Off-target regions are sequences of the background reference (e.g. transcriptome or genome) which match the probe region with a certain degree of homology but are not located within the gene region of the probe.
Those off-target regions are identified with the BlastNSeedregionSiteFilter that removes probes where a BlastN alignment search found off-target sequence matches with a certain coverage and similarity, for which the user has to define thresholds.
The coverage of the region around the ligation site of the probe by the matching off-target sequence is used as an additional filtering criterion.
In the third step of the pipeline, the best sets of non-overlapping probes are identified for each gene.
The OligosetGeneratorIndependentSet class is used to generate ranked, non-overlapping probe sets where each probe and probe set is scored according to a protocol dependent scoring function, i.e. by the weighted GC content, melting temperature, isoform consensus score of the probes in the set.
Following this step all genes with insufficient number of probes (user-defined) are removed from the database and stored in a separate file for user-inspection.

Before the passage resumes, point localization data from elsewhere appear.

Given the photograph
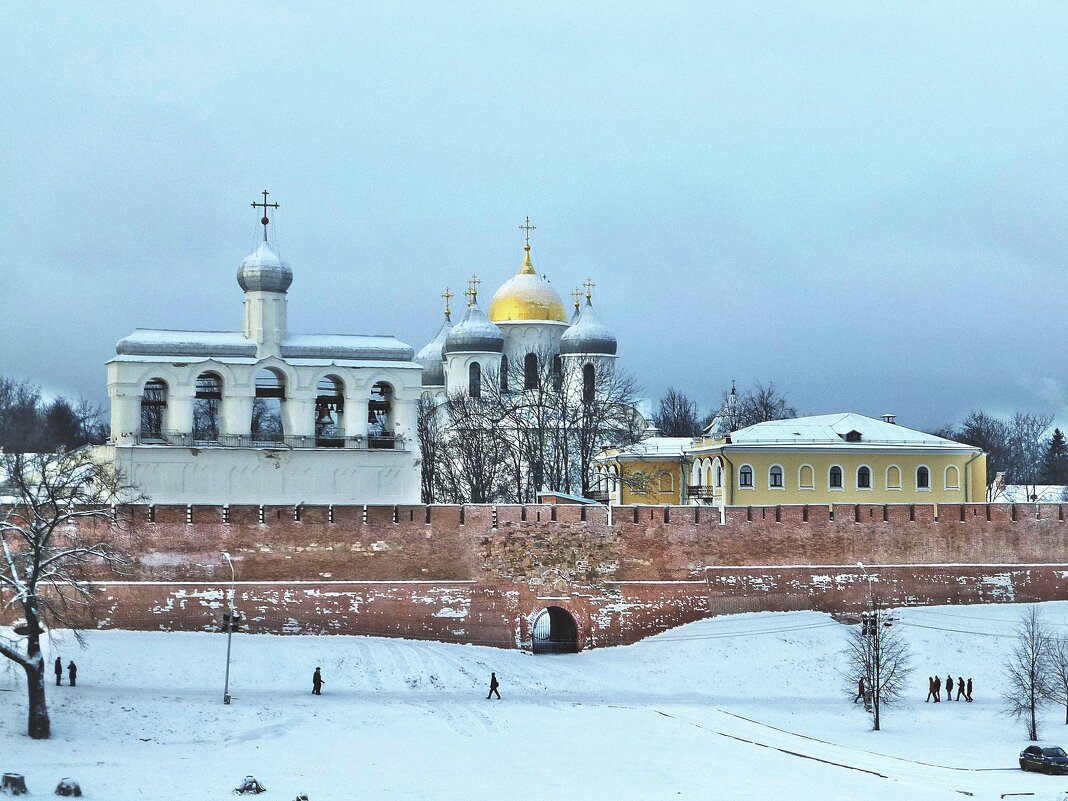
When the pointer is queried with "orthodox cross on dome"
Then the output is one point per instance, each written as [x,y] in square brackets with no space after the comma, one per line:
[527,228]
[265,205]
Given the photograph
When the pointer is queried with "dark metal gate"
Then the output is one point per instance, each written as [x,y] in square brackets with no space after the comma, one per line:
[554,632]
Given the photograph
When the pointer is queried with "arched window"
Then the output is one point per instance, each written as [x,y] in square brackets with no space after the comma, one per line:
[206,407]
[745,476]
[153,409]
[923,477]
[666,483]
[775,477]
[863,477]
[952,477]
[893,477]
[330,412]
[530,372]
[834,477]
[267,407]
[380,417]
[474,379]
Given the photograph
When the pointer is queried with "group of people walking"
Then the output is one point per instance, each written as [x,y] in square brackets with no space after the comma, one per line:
[935,689]
[72,672]
[317,680]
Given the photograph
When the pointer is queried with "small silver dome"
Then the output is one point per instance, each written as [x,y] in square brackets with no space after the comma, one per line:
[264,271]
[474,333]
[433,356]
[587,335]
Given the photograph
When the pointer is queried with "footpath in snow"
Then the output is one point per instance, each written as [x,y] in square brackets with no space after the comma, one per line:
[749,706]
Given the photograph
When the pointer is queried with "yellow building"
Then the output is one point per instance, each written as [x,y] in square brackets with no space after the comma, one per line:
[653,471]
[830,458]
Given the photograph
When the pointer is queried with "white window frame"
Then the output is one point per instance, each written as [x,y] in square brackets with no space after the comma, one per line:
[870,485]
[752,477]
[782,477]
[830,486]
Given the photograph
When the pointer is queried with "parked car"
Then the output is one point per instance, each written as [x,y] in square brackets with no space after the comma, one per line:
[1046,758]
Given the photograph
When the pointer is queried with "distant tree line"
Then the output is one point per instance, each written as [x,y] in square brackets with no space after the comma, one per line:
[1020,448]
[29,423]
[677,415]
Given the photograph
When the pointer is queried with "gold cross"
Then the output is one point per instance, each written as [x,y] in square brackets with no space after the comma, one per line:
[528,228]
[265,205]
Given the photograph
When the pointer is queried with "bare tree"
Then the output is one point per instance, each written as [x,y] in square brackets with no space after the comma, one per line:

In the last step of the pipeline, the ready-to-order probe sequences containing all additional required sequences are designed for the best non-overlapping sets of each gene. For the SCRINSHOT protocol, the padlock backbone is added to each probe and for each probe a detection oligo is created, by cropping the probe with even nucleotide removal from both ends, exchanging Thymines to Uracils, and placing the fluorescent dye at the side with the closest Uracil as described in Sountoulidis et al. [3].
The output is stored in two separate files:
padlock_probes_order.yml: contains for each probe the sequences of the padlock probe and the detection oligo.padlock_probes.yml: contains a detailed description for each probe, including the sequences of each part of the probe and probe specific properties.
All default parameters can be found in the scrinshot_probe_designer.yaml config file provided along the repository.